SKOPJE: North Macedonia holds a parliamentary election on Wednesday (Jul 15) that may decide the pace of the country’s bid for European Union membership, with the governing pro-EU Social Democrats and the main opposition nationalists locked in a close race.
The vote was originally scheduled for April but postponed due to the coronavirus outbreak.
Parliament dissolved in February following the resignation of Prime Minister Zoran Zaev after the EU declined to give the ex-Yugoslav republic a date for membership negotiations. A month later the EU announced that talks could begin, again setting no date but diplomats said it would likely be later this year.
One recent election poll suggested a narrow victory for Zaev’s Social Democratic Union of Macedonia (SDSM) while another indicated the opposition nationalist VMRO-DPMNE of Hristijan Mickoski would come out on top. Both polled less than 25 per cent, meaning they will need partners for a working majority.

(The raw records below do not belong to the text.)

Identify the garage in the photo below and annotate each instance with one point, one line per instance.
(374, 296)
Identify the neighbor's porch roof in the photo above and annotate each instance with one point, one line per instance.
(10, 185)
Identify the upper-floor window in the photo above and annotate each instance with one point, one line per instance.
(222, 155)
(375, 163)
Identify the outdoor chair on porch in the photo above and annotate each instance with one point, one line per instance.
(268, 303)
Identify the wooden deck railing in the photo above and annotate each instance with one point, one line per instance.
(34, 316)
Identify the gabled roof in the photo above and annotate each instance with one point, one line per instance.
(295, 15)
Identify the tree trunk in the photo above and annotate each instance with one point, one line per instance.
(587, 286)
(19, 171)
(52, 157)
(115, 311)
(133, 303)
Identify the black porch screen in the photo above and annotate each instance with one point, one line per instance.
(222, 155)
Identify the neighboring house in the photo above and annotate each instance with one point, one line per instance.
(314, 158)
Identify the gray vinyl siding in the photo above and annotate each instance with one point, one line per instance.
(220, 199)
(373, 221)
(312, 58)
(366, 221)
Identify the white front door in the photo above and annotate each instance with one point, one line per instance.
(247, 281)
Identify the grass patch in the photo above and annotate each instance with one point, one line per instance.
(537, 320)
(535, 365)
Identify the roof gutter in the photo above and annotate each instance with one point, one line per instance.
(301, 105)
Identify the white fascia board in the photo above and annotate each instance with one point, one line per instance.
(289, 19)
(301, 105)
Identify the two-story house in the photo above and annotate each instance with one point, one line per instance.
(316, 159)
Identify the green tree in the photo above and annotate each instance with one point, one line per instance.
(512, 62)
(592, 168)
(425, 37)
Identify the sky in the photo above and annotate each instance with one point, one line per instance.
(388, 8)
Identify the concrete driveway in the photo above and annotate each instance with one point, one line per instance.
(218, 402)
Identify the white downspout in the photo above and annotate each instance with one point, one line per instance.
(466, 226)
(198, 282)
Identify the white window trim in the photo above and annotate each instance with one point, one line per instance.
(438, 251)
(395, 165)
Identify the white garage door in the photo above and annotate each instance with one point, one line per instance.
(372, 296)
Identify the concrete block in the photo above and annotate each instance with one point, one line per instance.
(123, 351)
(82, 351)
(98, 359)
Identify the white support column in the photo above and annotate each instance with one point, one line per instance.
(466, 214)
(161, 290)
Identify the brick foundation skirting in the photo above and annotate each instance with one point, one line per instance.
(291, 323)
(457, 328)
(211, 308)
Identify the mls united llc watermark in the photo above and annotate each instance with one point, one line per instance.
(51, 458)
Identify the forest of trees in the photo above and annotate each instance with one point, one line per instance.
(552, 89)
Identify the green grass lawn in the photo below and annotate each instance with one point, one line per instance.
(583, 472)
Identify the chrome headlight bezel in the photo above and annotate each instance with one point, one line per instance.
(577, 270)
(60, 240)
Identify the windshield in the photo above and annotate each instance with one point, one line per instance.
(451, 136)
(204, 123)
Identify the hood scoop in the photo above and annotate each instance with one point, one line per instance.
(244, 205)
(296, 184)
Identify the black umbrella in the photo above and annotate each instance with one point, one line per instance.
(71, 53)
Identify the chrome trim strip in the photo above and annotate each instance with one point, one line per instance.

Zaev engineered a landmark agreement with Greece that changed the small Balkan country’s name, ending a decades-long row, paving the way for North Macedonia to join NATO and progress toward EU accession talks after years of delay.
“We built bridges, we built friendship, we … opened the doors to NATO and the European Union,” Zaev told his final pre-election party rally in the southern town of Bitola.
The VMRO opposed the addition of “North” to the country’s name, which settled Greek concerns about a perceived Macedonian claim to the Greek province of Macedonia, and also accuse Zaev and the SDSM of corruption and cronyism, charges they deny.
“They (Social Democrats) changed, sold everything they could … even our history and language. We must stop this depletion of Macedonia,” Mickoski told supporters in the eastern town of Stip.
Analysts say an SDSM victory could lend momentum to Skopje’s membership talks with the EU and improve stability in the historically volatile Western Balkans, a region also taking in Serbia, Kosovo, Bosnia, Montenegro and Albania.
Skopje analyst Petar Arsovski said if VMRO-DPMNE won, it would not abandon the deal with Greece but might try to hold up implementing some aspects, such as renaming the currency and changing uniform symbols, risking new obstacles to the EU bid.